Assistant District Attorney Thomas Binger holds Kyle Rittenhouse’s gun as he gives the state’s closing argument in Kyle Rittenhouse’s trial at the Kenosha County Courthouse in Kenosha, Wis., on Monday, Nov. 15, 2021.  (Sean Krajacic/The Kenosha News via AP, Pool)

Defense attorney Mark Richards slammed Binger as a desperate prosecutor who mishandled the case and is now resorting to the provocation claim. 

“Think back to November second when this case started, did you hear one word out of Mr. Binger’s mouth about provocation? You didn’t. Because it was never said,” Richards told the jury. “But when his case explodes in his face, now he comes out with provocation.”

Rittenhouse testified last week that 36-year-old Joseph Rosenbaum, the first man gunned down that night, threatened to kill him and tried to grab his gun. 

“If I would have let Mr. Rosenbaum take my firearm from me, he would have used it and killed me with it and probably killed more people,” Rittenhouse said.

During closing arguments, Richards called Rosenbaum a “crazy person” who was “hell-bent on causing trouble that night,” while Binger said that Rosenbaum was “not even within arm’s reach when the first shot” occurred. 

Mark Richards, Kyle Rittenhouse’s lead attorney, center, stands in from of his team as they wait for the day to begin at the Kenosha County Courthouse on November 15, 2021 in Kenosha, Wisconsin. (Photo by Sean Krajacic-Pool/Getty Images)

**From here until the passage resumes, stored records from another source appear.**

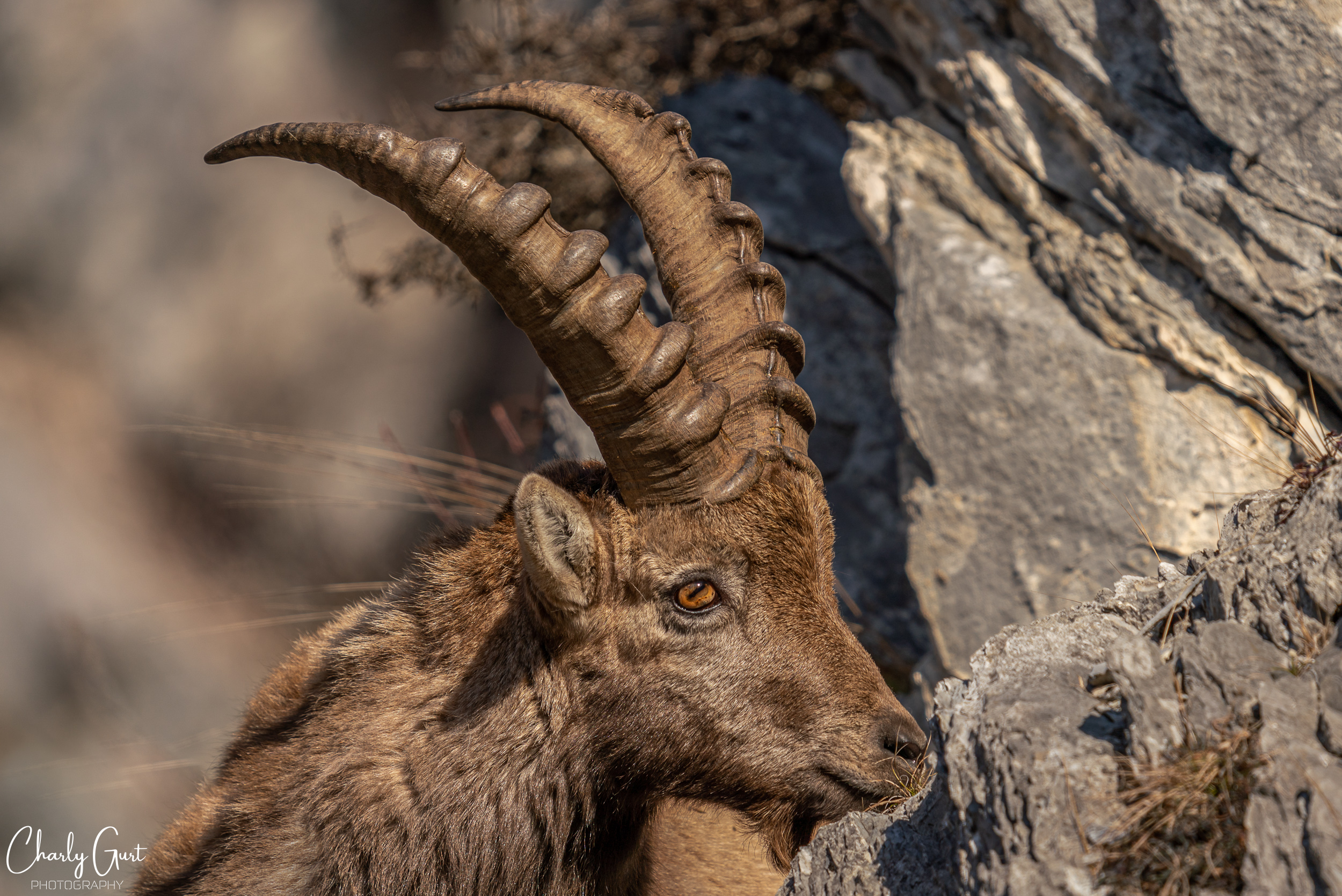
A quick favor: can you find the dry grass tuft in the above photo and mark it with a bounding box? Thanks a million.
[144,424,522,528]
[1242,373,1342,523]
[867,739,937,813]
[1099,724,1266,896]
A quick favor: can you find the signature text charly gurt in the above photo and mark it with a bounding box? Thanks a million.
[4,825,149,880]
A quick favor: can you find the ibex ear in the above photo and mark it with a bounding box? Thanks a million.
[513,474,596,621]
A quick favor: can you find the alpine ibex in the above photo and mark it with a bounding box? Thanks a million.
[137,82,923,896]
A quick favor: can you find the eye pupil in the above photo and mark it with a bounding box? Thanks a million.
[675,582,718,611]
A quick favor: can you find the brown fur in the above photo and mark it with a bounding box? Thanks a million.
[136,461,922,896]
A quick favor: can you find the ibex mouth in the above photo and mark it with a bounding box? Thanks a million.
[819,769,894,806]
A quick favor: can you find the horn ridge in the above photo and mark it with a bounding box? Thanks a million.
[206,122,730,507]
[435,80,815,494]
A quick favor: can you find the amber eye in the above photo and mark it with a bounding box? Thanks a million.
[675,582,718,612]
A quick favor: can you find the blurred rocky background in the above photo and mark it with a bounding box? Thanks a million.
[0,0,1342,892]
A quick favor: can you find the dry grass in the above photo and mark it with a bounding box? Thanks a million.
[867,739,937,813]
[1099,724,1266,896]
[341,0,867,303]
[147,424,523,528]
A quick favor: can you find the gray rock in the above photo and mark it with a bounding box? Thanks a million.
[843,0,1342,676]
[863,0,1342,399]
[844,120,1288,678]
[780,466,1342,896]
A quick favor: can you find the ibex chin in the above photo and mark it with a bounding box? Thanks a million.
[137,82,923,896]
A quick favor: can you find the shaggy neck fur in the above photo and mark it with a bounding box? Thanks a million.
[137,517,648,896]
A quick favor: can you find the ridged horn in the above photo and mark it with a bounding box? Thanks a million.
[435,80,819,502]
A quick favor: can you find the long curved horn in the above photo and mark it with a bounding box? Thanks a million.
[435,80,819,488]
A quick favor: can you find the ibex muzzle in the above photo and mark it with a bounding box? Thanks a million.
[138,82,923,896]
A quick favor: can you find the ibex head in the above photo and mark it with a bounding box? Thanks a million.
[147,82,923,892]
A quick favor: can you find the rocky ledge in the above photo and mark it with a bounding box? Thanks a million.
[780,467,1342,896]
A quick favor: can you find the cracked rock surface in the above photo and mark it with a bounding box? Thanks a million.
[780,466,1342,896]
[844,0,1342,678]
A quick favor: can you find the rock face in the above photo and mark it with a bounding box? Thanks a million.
[844,0,1342,678]
[780,466,1342,896]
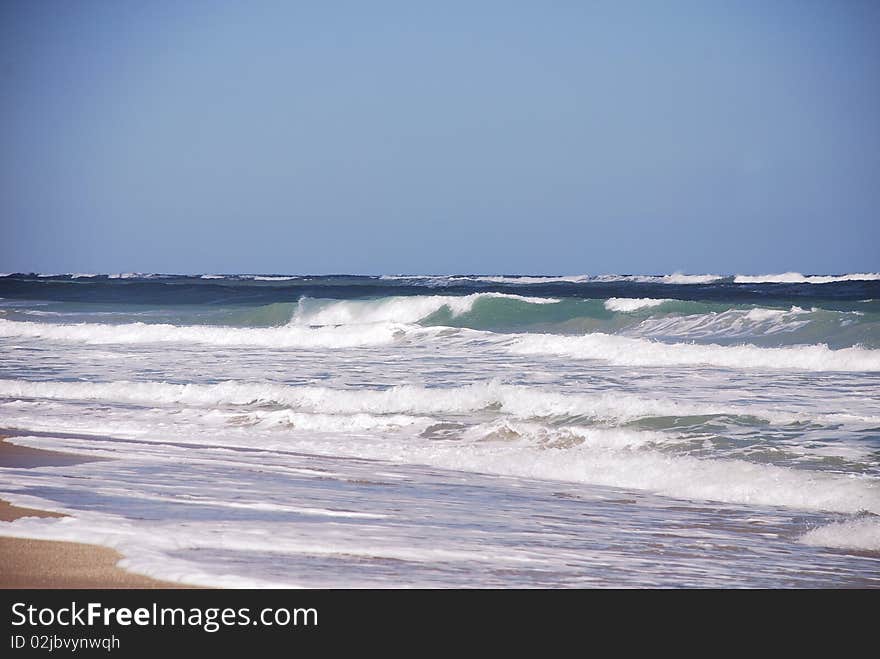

Moments after Rittenhouse shot Rosenbaum, 26-year-old Anthony Huber could be seen on bystander video hitting Rittenhouse with a skateboard. Rittenhouse shot and killed Huber, then shot 28-year-old Gaige Grosskreutz once in the arm. Grosskreutz testified at trial that his handgun was pointed at Rittenhouse. 

Binger said that the crowd had the right to believe that Rittenhouse was an “active shooter” after the initial Rosenbaum shooting. 

“It is entirely reasonable for that crowd to believe at that moment that he is a threat to kill again,” Binger said Monday. “I submit to you, ladies and gentlemen, that in this situation, the crowd has the right to try and stop an active shooter. They have a right to protect themselves.”

Richards called Binger’s assertion that Rittenhouse was an active shooter “BS.”

“Kyle Rittenhouse’s behavior was protected under the law of the state of Wisconsin, the law of self-defense,” Richards told the jury. “Kyle Rittenhouse shot Mr. Rosenbaum because he was attacking Kyle. Every person who was shot was attacking Kyle: one with a skateboard, one with his hands, one with his feet, and one with a gun. Hands and feet can cause great bodily harm.”

Wisconsin’s self-defense law permits someone to use deadly force if “necessary to prevent imminent death or great bodily harm to himself or herself.”

Eight men and 10 women have been hearing the case. A dozen jurors will be drawn randomly on Tuesday morning and the other six will be designated as alternates.